К ночи пошел дождь. Крыша хотя и мало, но все же спасала от влаги, как обитателей угла, так и костер, который Роберт аккуратно подпитывал дровами. Он ослаб основательно и от болезни, и от голода. Жар прошел, но слабость была неимоверная. Он бы больше уже не поднимался со своего ложа, если бы не нужно было дрова для костра добывать. А для этого необходимо уходить с каждым разом дальше и приносить их получалось меньше, поскольку саксаулы отдавали их еще менее охотно, и теперь целый ствол Роберту притащить к костру не хватило бы сил, даже если бы он обнаружил свободно лежащий, выкорчеванный. Он и Фроинда приспособил для заготовки дров. Пес оказался на редкость сообразительным, верным и покладистым и не отходил от Роберта ни на шаг, покорно волоча приделанные к нему коряги вслед за своим хозяином. В очередной раз в поисках дров Фроинд остановился у одной норки и принялся лапами разрывать землю, но она оказалась плотной и не поддавалась. Роберт вспомнил, как они с другими мальчишками когда-то вылавливали из нор сусликов, но сейчас октябрь, а может быть, даже ноябрь, они все в спячке. Фроинд наверняка своим собачьим нюхом учуял в этой норе такого суслика. Лужи после дождя были повсюду, и, сходив за своим бидончиком, Роберт принялся за дело. Ему пришлось раз 10–12 ходить от лужи к норе и обратно, при этом он наказал Фроинду сторожить добычу. Наконец его усилия принесли свои плоды – выскочил из норы и попытался удрать один суслик, за ним следом другой. Второго Роберт успел схватить за загривок, а первого настиг Фроинд. Восторг был полный у обоих, они обрадовались добыче несказанно, ведь она спасет их жизни! Свою порцию Фроинд уплел полностью, без остатка, вместе со всеми костями и шкурой. Роберт пристроил бидончик над костром, располовинил своего суслика, сняв предварительно шкуру и выпотрошив внутренности, все это тут же слопал Фроинд. Бросил обе половинки в кипящую воду и принялся ждать. Бульон получился наваристым. Мясо было вкусно, хотя и без соли, но зато на соленой воде из «соры», это было такое наслаждение, снова поесть спустя столько долгих голодных дней. За один раз он все есть не стал, оставил на завтра, хотя голод и не утолил. Ему на память пришли рассказы о голоде тридцатых годов, когда пережившие это время люди, жадно набросившись на еду, умирали от того, что отвыкший от пищи организм не справлялся.

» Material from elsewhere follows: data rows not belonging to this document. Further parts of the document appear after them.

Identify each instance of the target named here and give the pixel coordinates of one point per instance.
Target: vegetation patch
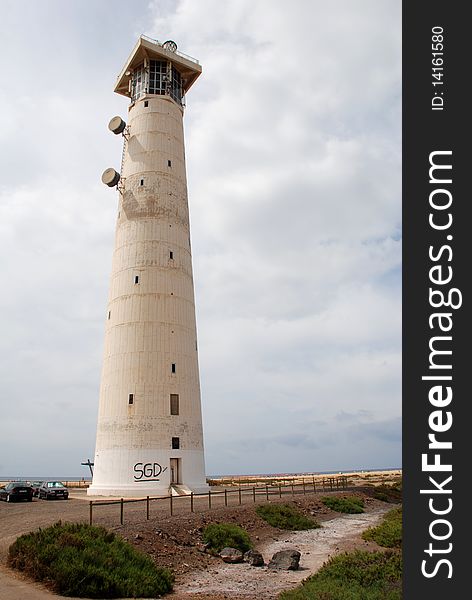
(226, 535)
(346, 504)
(354, 576)
(75, 559)
(285, 516)
(388, 493)
(389, 533)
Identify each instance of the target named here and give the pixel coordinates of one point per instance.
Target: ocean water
(211, 476)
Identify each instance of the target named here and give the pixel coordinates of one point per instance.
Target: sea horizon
(210, 476)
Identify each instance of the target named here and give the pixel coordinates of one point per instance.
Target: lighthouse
(149, 430)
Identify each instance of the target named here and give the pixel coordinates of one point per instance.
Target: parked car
(36, 485)
(53, 489)
(17, 490)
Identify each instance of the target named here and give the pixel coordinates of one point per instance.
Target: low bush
(285, 516)
(354, 576)
(388, 493)
(389, 533)
(80, 560)
(226, 535)
(347, 504)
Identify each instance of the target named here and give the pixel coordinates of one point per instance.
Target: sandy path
(244, 581)
(217, 582)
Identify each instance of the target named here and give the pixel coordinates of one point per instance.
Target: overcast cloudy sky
(293, 158)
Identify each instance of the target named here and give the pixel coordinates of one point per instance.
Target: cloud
(293, 159)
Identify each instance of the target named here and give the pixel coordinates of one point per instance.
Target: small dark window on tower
(174, 404)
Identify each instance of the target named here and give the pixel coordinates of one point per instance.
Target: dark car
(53, 489)
(36, 485)
(17, 490)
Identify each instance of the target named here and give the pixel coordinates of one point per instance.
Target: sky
(293, 150)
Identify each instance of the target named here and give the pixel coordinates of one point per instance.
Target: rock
(231, 555)
(254, 558)
(287, 560)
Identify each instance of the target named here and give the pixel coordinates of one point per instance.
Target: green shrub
(285, 516)
(353, 576)
(226, 535)
(346, 504)
(389, 533)
(79, 560)
(388, 493)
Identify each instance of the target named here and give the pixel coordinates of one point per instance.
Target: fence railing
(327, 484)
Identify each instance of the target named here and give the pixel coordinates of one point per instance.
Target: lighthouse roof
(147, 48)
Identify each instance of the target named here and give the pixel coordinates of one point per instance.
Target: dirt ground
(176, 542)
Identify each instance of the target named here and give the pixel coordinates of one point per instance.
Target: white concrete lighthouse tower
(149, 432)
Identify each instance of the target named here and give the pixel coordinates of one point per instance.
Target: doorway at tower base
(138, 473)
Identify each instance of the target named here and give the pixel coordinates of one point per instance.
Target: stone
(287, 560)
(231, 555)
(254, 558)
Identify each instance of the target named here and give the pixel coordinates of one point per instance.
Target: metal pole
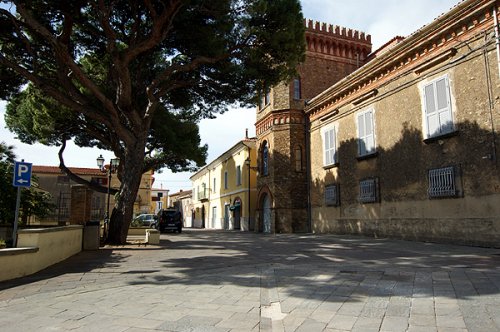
(249, 185)
(109, 191)
(14, 231)
(497, 37)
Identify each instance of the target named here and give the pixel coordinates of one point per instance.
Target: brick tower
(332, 52)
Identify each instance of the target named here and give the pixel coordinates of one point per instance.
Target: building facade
(224, 194)
(282, 127)
(182, 201)
(52, 180)
(407, 145)
(58, 184)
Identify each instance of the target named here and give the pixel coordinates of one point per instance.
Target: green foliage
(33, 202)
(135, 77)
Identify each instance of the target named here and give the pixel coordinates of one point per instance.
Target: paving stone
(342, 322)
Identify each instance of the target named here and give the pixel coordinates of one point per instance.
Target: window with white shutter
(329, 136)
(438, 114)
(443, 182)
(332, 195)
(366, 132)
(368, 190)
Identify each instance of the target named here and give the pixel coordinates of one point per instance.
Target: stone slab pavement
(204, 280)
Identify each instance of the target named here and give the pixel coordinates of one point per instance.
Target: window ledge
(439, 137)
(331, 166)
(368, 156)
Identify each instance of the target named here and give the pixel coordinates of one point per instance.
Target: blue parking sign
(22, 174)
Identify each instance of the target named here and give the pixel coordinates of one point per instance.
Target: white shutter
(438, 114)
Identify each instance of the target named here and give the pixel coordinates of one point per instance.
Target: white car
(144, 220)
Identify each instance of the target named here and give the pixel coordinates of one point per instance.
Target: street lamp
(113, 166)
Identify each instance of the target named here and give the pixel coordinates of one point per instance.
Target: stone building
(183, 201)
(52, 180)
(58, 184)
(332, 52)
(406, 146)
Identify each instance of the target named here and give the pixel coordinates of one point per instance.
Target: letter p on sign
(22, 174)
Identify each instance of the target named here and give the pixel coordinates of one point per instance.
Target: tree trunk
(130, 177)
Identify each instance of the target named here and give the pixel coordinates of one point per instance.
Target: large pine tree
(134, 77)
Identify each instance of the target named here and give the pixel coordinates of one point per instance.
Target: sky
(382, 19)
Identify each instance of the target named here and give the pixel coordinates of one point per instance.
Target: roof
(75, 170)
(246, 142)
(182, 193)
(427, 42)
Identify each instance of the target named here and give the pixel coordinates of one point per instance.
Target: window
(442, 182)
(296, 88)
(238, 175)
(298, 159)
(438, 115)
(332, 195)
(366, 133)
(65, 179)
(265, 98)
(368, 189)
(265, 158)
(329, 135)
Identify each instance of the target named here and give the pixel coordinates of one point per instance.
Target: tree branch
(78, 179)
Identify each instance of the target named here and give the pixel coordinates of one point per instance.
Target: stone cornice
(435, 40)
(277, 118)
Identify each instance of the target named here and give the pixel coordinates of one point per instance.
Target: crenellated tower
(332, 53)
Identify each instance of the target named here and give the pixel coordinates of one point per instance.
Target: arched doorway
(266, 213)
(203, 216)
(237, 213)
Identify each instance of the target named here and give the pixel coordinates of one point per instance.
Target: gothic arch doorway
(265, 225)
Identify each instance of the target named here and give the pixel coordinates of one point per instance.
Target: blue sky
(382, 19)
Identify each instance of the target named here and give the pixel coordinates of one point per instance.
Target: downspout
(307, 132)
(497, 37)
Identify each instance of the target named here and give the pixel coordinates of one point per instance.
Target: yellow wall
(217, 198)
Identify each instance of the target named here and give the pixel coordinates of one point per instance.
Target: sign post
(22, 178)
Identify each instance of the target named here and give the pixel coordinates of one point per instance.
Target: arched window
(296, 89)
(298, 158)
(265, 159)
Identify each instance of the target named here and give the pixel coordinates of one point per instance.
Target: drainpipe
(497, 37)
(307, 132)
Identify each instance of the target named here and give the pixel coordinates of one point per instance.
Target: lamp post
(113, 166)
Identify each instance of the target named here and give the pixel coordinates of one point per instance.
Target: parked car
(169, 220)
(144, 220)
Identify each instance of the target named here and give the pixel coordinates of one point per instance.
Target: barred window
(332, 195)
(368, 190)
(442, 182)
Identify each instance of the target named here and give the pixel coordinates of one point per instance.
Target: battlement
(336, 31)
(335, 41)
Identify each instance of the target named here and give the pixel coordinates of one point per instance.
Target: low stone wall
(38, 249)
(137, 231)
(482, 232)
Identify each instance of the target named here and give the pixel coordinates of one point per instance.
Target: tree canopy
(134, 77)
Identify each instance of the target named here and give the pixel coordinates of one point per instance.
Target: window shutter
(366, 135)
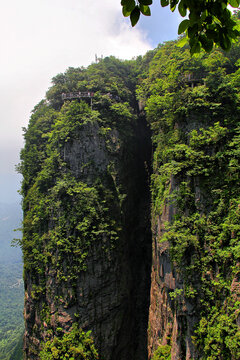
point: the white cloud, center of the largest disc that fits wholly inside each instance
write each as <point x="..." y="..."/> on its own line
<point x="42" y="38"/>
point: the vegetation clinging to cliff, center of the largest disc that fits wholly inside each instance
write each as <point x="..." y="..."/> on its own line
<point x="193" y="107"/>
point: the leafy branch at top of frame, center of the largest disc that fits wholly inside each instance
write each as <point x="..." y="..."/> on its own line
<point x="209" y="22"/>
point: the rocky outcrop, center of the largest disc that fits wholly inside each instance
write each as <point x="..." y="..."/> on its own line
<point x="110" y="296"/>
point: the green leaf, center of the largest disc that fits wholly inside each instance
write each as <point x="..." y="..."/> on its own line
<point x="125" y="11"/>
<point x="192" y="30"/>
<point x="207" y="44"/>
<point x="145" y="10"/>
<point x="164" y="3"/>
<point x="195" y="48"/>
<point x="183" y="26"/>
<point x="135" y="14"/>
<point x="145" y="2"/>
<point x="182" y="9"/>
<point x="234" y="3"/>
<point x="182" y="42"/>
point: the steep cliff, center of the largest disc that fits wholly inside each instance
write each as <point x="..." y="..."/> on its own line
<point x="86" y="240"/>
<point x="193" y="107"/>
<point x="91" y="261"/>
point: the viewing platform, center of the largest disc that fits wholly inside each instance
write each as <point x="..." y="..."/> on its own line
<point x="86" y="95"/>
<point x="77" y="95"/>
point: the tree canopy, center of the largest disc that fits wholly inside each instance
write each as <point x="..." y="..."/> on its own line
<point x="209" y="22"/>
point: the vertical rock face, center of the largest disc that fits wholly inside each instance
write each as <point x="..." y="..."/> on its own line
<point x="95" y="270"/>
<point x="171" y="319"/>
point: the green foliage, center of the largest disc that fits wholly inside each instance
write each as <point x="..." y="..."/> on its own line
<point x="193" y="107"/>
<point x="208" y="23"/>
<point x="163" y="352"/>
<point x="75" y="344"/>
<point x="11" y="317"/>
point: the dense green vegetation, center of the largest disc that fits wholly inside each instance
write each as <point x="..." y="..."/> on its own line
<point x="11" y="285"/>
<point x="78" y="213"/>
<point x="75" y="344"/>
<point x="193" y="106"/>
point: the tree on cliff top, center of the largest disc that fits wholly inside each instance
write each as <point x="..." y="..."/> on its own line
<point x="209" y="22"/>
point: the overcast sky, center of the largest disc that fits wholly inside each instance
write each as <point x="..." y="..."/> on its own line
<point x="41" y="38"/>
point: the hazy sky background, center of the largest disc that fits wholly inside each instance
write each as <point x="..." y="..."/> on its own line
<point x="41" y="38"/>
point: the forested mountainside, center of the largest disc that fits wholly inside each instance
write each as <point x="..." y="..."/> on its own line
<point x="114" y="151"/>
<point x="11" y="285"/>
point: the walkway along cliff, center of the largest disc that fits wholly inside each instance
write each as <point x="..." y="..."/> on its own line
<point x="131" y="233"/>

Впервые за много дней он уснул почти здоровым сном и в тепле. Проснувшись, сразу бросил взгляд на свой бидончик. Возле него крутился Фроинд. Крутился – да, но прикоснуться к нему не посмел. Роберт проникся благодарностью к верному псу, ведь даже у обученных животных, когда дело касалось еды, отступали все нормы морали. Нет, завтрак был цел. Роберт подкинул дров в костер и пристроил импровизированную кастрюлю. Насладившись едой, он голову и кости отдал Фроинду, тот их мигом проглотил снова без остатка. Впереди был день, полный надежд на новые охотничьи трофеи. Но труды были и в этот, и в следующие дни напрасны, да и вода либо кончилась в лужах, либо замерзла, вперемешку с грязью. Опять наступал голод, и наш юный герой приуныл. Он решил двигаться. Оставаться на месте – верная гибель. И он пошел. Фроинд по-прежнему не отходил от него ни на шаг. Они спали вместе, согревая друг друга. Тепло они утратили, хотя и брали с собою тлеющую головешку, но огонь в ней оказался не такой долгожитель, как в той, из которой его удалось раздуть. Фроинд где-то раздобыл мертвую вонючую ворону, но Роберт отказался это есть. На очередное голодное утро уже не было сил встать, и они остались лежать до вечера и снова до утра. Роберт погрузился в забытье, сквозь которое услышал неистовый лай собак, где-то далеко-далеко, во сне или наяву, он не мог различить. Вернувшись неохотно «оттуда», обнаружил, что здесь, прямо чуть ли не на нем самом, шла отчаянная борьба не на жизнь, а на смерть. Четыре здоровенных откормленных пса со всех четырех сторон нападали на Фроинда, а тот отчаянно отбивался, стараясь в то же время защитить своего хозяина, в чем нужды в общем-то не было, собаки проявляли свой собачий интерес только к Фроинду. Дела его были плохи, и Роберт хотел броситься в защиту с отчаянными криками, но вместо крика получился слабый стон, да и на ноги подняться сил не хватило. Собак это особо не впечатлило, и они продолжали терзать Фроинда. Наконец, раздался конский топот и всадник окрикнул своих собак. Те неохотно, рыча и скалясь в четыре собачьих пасти, оставили Фроинда в относительном покое. Фроинд пострадал изрядно и, расположившись около своего хозяина, принялся зализывать раны, рыча и скалясь в ответ на собак, которые то и дело порывались в бой, но хозяин держал их под контролем.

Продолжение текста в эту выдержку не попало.